Засим они крепко заснули в обнимку и не слышалидаже, как в каюту вошла буфетчица с подносом, на котором среди прочего были шашлыки по-карски и бутылка «Нового света».
Проснулись они в девять по Гринвичу и в полночьМосквы. Съели все, что было на подносе, вплоть до вазочки аджики. Выпили, пузырящегося в честь л-ви. Отправились гулять по плавсредству, он в пиджаке с Пикадилли, она в советских байковых шароварах и босиком. Все серебрилось под Луной; ну, в общем, описывать всего этого куинджи нет ни малейшей охоты: читатель нашего романа и сам знает, почем ночное серебро. Добавим только, что тиха была черноморская ночь. И вдруг дошел их ушей какой-то галдеж умеренной громкости. Прошли по палубе несколько шагов и увидели, что широкий трап, спускающийся со шканцев к корме, усажен почти до предела участниками «Плавучего форума». На верхней ступеньке оказалось место, достаточное для двух задков, там и уселись.
— Поздравляю, к вам вернулся ваш идеал, — с неоправданной дозой ехидства сказала Ваксону знакомая дама.
— Премного благодарен, — ответил тот.
Галдеж, возникший по вопросу эмиграции, слегка утих, потому что «площадку захватил» самый информированный по щекотливым политическим делам Ян Алксандрович Тушинский. Он стал рассказывать, как встретился недавно в одном доме на «Соколе» с главным правительственным толмачом. Фамилии он не назвал, но все присутствующие поняли, что речь идет о Влажнодреве. Догадаться было нетрудно, хотя бы потому, что этот стильный молодой человек был вхож в их собственную художественную среду. Обстановка в том шикарном доме в тот вечер была дружелюбной и порядком хмельноватой, языки у всех развязались, и Влажнодрев не был исключением.

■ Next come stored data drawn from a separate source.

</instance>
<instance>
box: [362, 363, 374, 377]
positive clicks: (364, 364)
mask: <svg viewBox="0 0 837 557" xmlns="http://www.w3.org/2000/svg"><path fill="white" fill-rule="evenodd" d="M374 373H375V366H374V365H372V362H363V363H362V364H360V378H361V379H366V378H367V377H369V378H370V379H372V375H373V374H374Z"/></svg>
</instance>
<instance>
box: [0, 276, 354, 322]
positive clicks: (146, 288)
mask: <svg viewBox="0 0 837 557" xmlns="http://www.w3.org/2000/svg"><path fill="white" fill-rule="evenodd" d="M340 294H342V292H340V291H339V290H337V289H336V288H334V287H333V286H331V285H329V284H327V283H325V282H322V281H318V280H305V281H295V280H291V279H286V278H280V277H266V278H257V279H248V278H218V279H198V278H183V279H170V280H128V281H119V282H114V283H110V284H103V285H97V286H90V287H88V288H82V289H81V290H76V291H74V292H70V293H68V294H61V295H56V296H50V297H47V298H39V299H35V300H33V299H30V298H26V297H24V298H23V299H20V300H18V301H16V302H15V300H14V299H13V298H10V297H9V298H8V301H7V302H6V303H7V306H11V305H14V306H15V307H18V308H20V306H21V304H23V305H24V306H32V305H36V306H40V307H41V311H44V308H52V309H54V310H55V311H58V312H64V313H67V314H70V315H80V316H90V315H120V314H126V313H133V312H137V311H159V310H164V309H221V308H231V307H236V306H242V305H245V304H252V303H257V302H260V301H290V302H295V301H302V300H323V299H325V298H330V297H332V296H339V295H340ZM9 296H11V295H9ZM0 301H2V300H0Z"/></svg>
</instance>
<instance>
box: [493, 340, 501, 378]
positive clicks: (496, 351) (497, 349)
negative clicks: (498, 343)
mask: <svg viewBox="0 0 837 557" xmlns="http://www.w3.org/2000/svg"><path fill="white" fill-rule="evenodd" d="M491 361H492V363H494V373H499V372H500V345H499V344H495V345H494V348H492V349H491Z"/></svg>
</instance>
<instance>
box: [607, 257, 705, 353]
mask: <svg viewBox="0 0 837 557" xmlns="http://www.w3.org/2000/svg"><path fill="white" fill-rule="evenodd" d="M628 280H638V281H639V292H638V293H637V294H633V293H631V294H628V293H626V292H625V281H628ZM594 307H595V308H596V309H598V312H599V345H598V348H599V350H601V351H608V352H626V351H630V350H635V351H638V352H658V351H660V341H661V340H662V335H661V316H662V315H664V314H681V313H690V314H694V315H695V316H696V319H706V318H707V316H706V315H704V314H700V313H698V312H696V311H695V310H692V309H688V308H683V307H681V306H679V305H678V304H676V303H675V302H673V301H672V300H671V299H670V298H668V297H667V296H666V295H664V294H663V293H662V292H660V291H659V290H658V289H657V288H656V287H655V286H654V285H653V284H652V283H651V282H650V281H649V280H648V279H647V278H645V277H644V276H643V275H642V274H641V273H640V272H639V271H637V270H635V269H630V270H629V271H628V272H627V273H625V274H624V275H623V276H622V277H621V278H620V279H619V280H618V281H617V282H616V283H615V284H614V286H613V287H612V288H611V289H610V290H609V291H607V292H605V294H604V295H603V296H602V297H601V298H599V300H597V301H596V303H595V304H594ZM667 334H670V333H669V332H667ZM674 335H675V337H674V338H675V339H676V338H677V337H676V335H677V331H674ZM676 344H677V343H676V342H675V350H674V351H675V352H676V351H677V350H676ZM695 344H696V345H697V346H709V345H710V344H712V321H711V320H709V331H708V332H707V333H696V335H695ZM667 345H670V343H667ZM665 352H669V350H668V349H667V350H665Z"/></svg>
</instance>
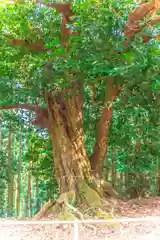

Ему хотелось обратить на себя внимание присутствующих дам, и он стал рассказывать о недавнем визите американского президента Никсона.
Оказалось, что Никсон и Брежнев очень понравились друг другу; можно сказать — подружились. После завершения официальных переговоров оба лидера отправились на отдых в Крым. Вместе охотились в заповеднике Красный камень». Настреляли немало специально подогнанной дичи. Потом кутили и рассказывали друг другу анекдоты, а Влажнодрев всегда сидел между ними. Потом поехали вместе в аэропорт, сидели вместе на заднем диване лимузина, а он, Влажнодрев, был между ними, как начинка сэндвича. Вот тут и произошел весьма интересный разговор, о котором можно рассказать, потому что тема вскоре будет известна всем.
— Послушай, Леонид, — обратился к нашенскому ихний. — Не можешь ли ты мне дать совет как выдающийся политический деятель нашего времени? Понимаешь, у нас приближаются выборы, и в этой кампании, как всегда, очень существенную роль будут играть наши евреи. Ты знаешь, сколько их у нас?
— Сколько, Дик? — заинтересовался наш, как будто он сам не знал.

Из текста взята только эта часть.